Guardians of the Galaxy Vol. 2 (2017)

(Netflix Streaming, December 2017) The first Guardian of the Galaxy was a gamble and a welcome surprise, providing a rare example of colourful space adventure with likable characters and a seemingly effortless sense of fun. This sequel provides more of the same, except that it’s even more self-assured and perhaps a bit more rigid in the way it presents itself. Why mess with a formula that works? Once more, we get the usual Marvel Cinematic Universe blend of humour, action and visual spectacle, with an impossibly colourful palette and a smirking attitude. The film begins with a strong credit sequence in which a big action scene is played in the background while classic rock makes a comeback alongside a choreographed ballet of mayhem.
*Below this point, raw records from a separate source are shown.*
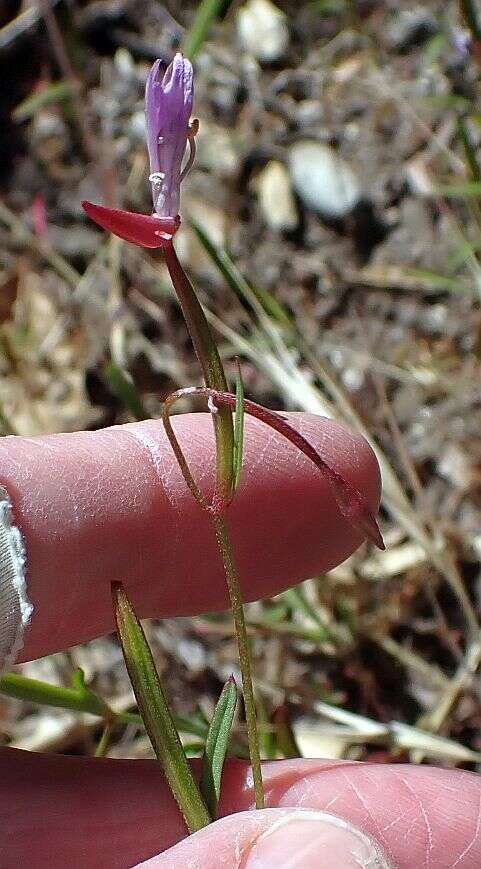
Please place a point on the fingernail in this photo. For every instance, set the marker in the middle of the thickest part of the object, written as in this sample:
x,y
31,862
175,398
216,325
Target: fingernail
x,y
314,840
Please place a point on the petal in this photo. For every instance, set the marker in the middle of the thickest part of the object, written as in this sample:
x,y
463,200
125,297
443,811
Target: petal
x,y
143,229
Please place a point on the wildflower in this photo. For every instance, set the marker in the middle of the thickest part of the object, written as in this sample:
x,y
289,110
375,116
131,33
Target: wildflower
x,y
168,106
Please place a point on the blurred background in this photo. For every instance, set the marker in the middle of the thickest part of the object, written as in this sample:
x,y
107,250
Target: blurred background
x,y
332,224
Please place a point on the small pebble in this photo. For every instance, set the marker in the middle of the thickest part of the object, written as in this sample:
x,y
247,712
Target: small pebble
x,y
276,199
263,30
323,180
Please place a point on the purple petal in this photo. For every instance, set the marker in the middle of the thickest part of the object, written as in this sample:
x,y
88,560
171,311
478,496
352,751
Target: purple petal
x,y
168,106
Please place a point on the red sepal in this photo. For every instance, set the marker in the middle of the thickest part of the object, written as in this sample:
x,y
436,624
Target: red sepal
x,y
143,229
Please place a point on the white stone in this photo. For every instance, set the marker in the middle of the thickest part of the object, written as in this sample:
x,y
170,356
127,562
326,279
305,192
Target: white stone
x,y
323,180
263,30
276,199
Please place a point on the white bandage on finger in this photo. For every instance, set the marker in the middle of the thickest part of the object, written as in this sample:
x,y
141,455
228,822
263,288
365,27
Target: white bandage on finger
x,y
15,608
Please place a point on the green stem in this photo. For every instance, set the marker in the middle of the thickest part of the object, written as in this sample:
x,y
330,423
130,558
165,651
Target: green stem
x,y
210,362
233,584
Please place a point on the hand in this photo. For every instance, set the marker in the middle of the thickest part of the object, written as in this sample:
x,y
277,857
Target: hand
x,y
112,505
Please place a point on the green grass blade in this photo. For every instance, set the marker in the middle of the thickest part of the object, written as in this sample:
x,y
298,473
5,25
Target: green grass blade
x,y
156,713
216,745
238,428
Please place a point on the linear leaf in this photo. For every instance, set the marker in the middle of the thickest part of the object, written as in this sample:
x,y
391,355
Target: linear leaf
x,y
238,428
156,713
216,745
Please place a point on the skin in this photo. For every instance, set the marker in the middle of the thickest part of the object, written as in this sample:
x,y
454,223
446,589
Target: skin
x,y
111,504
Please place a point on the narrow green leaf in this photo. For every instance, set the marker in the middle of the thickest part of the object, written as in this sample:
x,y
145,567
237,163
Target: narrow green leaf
x,y
216,745
79,698
104,741
207,12
124,388
238,427
469,149
471,15
156,713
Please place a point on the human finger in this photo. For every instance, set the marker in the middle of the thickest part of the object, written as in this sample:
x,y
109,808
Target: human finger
x,y
93,507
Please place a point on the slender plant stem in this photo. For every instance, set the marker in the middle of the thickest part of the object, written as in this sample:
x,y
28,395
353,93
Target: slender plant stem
x,y
210,362
104,741
233,584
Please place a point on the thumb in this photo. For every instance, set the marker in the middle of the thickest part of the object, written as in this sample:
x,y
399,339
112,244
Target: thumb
x,y
275,838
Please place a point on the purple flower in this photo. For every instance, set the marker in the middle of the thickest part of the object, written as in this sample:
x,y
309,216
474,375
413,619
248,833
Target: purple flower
x,y
168,106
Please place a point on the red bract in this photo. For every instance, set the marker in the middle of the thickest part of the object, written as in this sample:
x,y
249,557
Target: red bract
x,y
146,230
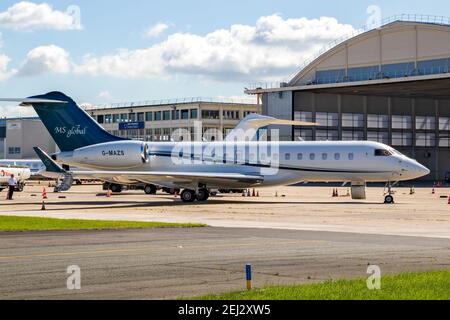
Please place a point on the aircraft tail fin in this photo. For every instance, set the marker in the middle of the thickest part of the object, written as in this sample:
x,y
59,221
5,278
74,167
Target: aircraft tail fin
x,y
50,164
68,124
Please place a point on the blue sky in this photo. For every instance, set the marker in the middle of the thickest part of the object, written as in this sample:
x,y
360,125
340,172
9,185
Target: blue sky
x,y
128,62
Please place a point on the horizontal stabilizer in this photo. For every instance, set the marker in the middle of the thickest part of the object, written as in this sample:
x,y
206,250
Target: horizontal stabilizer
x,y
50,164
247,128
28,101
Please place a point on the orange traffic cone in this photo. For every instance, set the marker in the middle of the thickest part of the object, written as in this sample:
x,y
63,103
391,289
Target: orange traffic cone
x,y
44,194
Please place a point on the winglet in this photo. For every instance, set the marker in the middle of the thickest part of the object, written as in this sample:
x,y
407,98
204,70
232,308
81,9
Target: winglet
x,y
50,164
253,122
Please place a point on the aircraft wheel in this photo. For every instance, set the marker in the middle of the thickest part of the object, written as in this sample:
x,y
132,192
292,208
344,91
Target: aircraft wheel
x,y
150,189
389,199
203,195
116,188
188,196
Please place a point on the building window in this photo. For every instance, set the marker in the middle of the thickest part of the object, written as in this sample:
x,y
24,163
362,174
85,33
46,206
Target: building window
x,y
210,114
326,119
303,134
381,136
352,120
444,142
108,118
327,135
230,115
14,150
377,121
166,115
303,116
425,139
425,123
352,135
401,122
444,124
175,114
402,139
185,114
124,117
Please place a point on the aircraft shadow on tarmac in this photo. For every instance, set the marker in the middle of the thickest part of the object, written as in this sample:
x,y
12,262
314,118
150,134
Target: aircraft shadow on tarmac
x,y
169,202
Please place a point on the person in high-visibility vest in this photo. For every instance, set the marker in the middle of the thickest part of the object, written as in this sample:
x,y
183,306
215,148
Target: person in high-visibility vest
x,y
12,183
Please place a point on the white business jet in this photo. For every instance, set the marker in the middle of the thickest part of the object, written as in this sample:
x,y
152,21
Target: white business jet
x,y
198,167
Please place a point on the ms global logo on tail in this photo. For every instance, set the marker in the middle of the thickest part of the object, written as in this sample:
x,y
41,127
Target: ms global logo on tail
x,y
74,131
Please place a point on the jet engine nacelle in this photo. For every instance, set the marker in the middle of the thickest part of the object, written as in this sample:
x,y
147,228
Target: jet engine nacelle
x,y
359,191
112,155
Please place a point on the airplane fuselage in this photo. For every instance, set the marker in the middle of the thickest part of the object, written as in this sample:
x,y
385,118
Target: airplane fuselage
x,y
279,163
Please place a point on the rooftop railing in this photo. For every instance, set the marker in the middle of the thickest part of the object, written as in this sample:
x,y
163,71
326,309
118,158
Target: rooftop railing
x,y
169,102
420,18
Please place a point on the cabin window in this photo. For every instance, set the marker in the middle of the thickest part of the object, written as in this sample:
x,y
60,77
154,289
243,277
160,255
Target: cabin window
x,y
382,153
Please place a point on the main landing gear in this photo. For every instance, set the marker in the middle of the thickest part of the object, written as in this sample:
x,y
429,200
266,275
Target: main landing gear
x,y
189,196
389,198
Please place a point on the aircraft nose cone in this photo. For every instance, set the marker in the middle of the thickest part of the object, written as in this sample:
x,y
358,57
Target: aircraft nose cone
x,y
419,170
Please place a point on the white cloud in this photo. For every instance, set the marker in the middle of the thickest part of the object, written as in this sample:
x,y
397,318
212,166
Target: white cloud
x,y
4,72
46,59
105,95
156,30
30,16
274,47
15,111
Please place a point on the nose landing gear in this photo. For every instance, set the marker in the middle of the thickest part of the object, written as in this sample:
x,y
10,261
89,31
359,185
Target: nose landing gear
x,y
389,198
189,196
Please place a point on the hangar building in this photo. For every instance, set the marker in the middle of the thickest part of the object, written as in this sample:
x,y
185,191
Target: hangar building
x,y
390,84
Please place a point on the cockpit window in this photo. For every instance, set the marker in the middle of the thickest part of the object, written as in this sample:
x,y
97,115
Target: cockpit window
x,y
382,153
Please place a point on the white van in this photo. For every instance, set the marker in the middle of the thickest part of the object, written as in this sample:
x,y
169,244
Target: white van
x,y
22,174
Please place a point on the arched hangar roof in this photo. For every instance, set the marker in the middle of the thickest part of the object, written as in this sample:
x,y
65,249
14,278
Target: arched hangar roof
x,y
395,50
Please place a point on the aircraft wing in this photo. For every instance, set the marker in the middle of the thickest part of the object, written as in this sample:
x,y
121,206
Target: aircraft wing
x,y
178,178
157,177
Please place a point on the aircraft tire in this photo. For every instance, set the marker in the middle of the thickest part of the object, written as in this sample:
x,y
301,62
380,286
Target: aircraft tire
x,y
188,196
150,189
203,195
389,199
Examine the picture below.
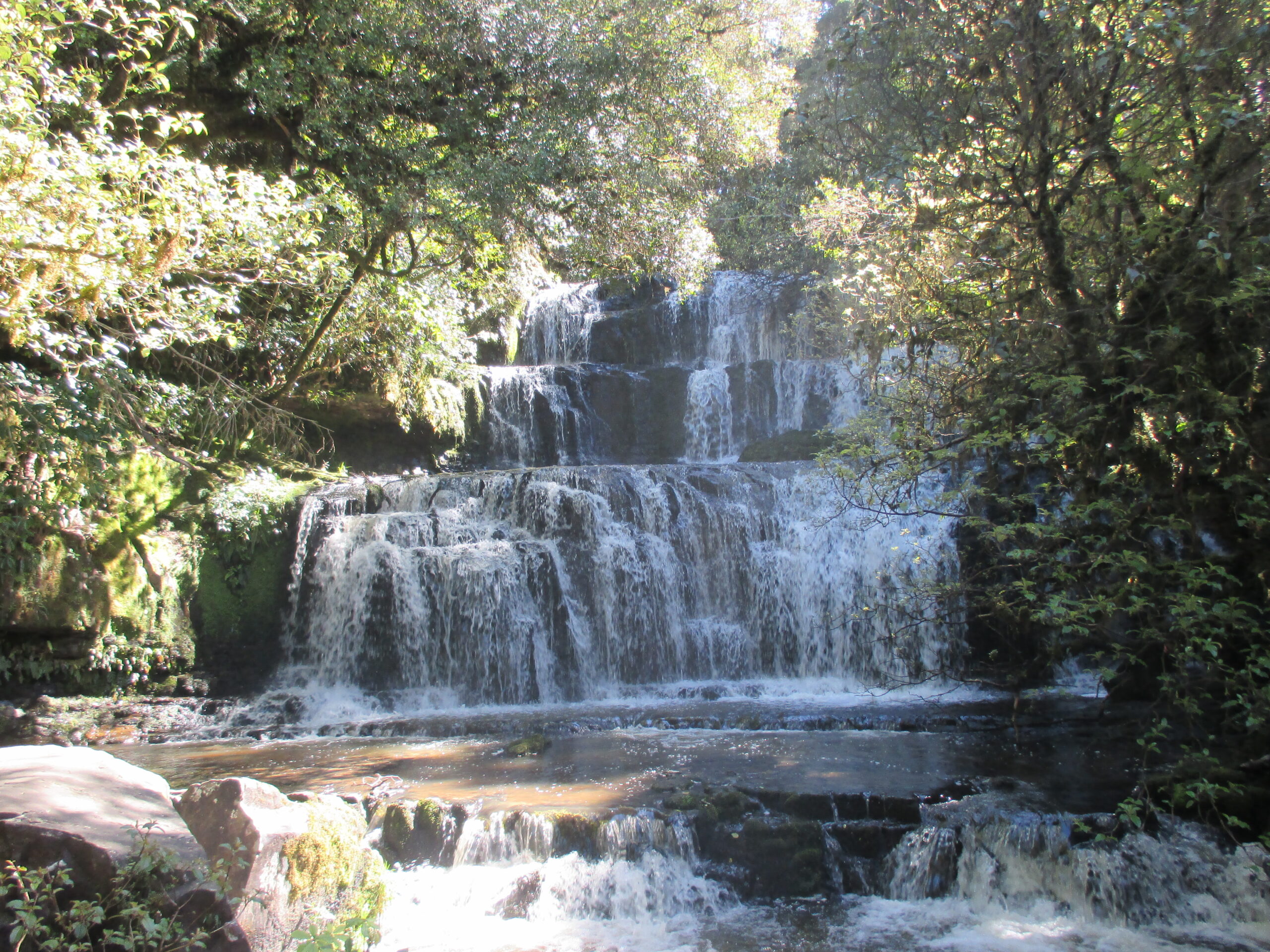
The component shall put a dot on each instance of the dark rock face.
(583, 414)
(550, 584)
(795, 445)
(776, 856)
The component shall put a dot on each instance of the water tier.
(654, 377)
(566, 583)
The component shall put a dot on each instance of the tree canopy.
(216, 214)
(1049, 224)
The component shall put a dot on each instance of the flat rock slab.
(87, 809)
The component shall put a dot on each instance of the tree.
(1058, 214)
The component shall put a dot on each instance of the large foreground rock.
(85, 809)
(91, 812)
(289, 864)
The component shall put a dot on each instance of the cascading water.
(579, 582)
(640, 559)
(563, 584)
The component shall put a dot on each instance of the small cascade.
(996, 857)
(661, 377)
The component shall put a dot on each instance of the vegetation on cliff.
(1048, 223)
(216, 220)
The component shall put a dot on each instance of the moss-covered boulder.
(103, 608)
(532, 746)
(290, 866)
(244, 569)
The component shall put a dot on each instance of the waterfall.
(564, 583)
(639, 552)
(662, 379)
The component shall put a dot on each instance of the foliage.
(329, 858)
(250, 512)
(135, 914)
(215, 218)
(1048, 224)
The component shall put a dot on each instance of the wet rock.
(525, 892)
(869, 839)
(780, 857)
(731, 804)
(287, 864)
(532, 746)
(795, 445)
(872, 806)
(575, 833)
(87, 809)
(412, 833)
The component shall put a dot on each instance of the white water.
(536, 588)
(511, 896)
(561, 584)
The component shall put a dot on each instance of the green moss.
(397, 827)
(684, 801)
(429, 818)
(731, 804)
(788, 858)
(241, 621)
(329, 864)
(795, 445)
(575, 833)
(532, 746)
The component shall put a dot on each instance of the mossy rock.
(532, 746)
(732, 804)
(328, 866)
(780, 857)
(239, 627)
(684, 800)
(397, 827)
(575, 833)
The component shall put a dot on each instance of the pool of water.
(605, 770)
Afterwards, much of the film is spent getting to know Star-Lord’s dad and further team-bonding exercise. Under writer/director James Gunn’s guidance, Guardians of the Galaxy Vol. 2 plays well, although the formula is more expected this time around. Characters seem to behave in more expected ways, and the film isn’t afraid to lean on its own biggest strength. The visual aspect of the film is a wonder to behold, completely giving itself to the idea that space opera should be big and bold and rainbow-coloured. Chris Pratt makes for a likable lead, but actors as varied as Zoë Saldaña, Dave Bautista and Kurt Russell (plus Bradley Cooper’s vocal performance) bring much to the proceedings. Despite the massively post-processed nature of a film that’s nearly entirely special effects from beginning to end, the actors end up being the film’s biggest asset: much of its charm is in seeing these characters interact and play off each other. Otherwise, the film isn’t entirely successful—Making Yondu a sympathetic father figure is glossing a bit over several mass-murder episodes, and there’s a sense, especially toward the end, that it has extended its third act a bit too long. But all told, this remains an exceptionally enjoyable blockbuster film, slickly made and able to deliver exactly what it intended. Recharge the Zune, and let’s see what’s on Vol. 3.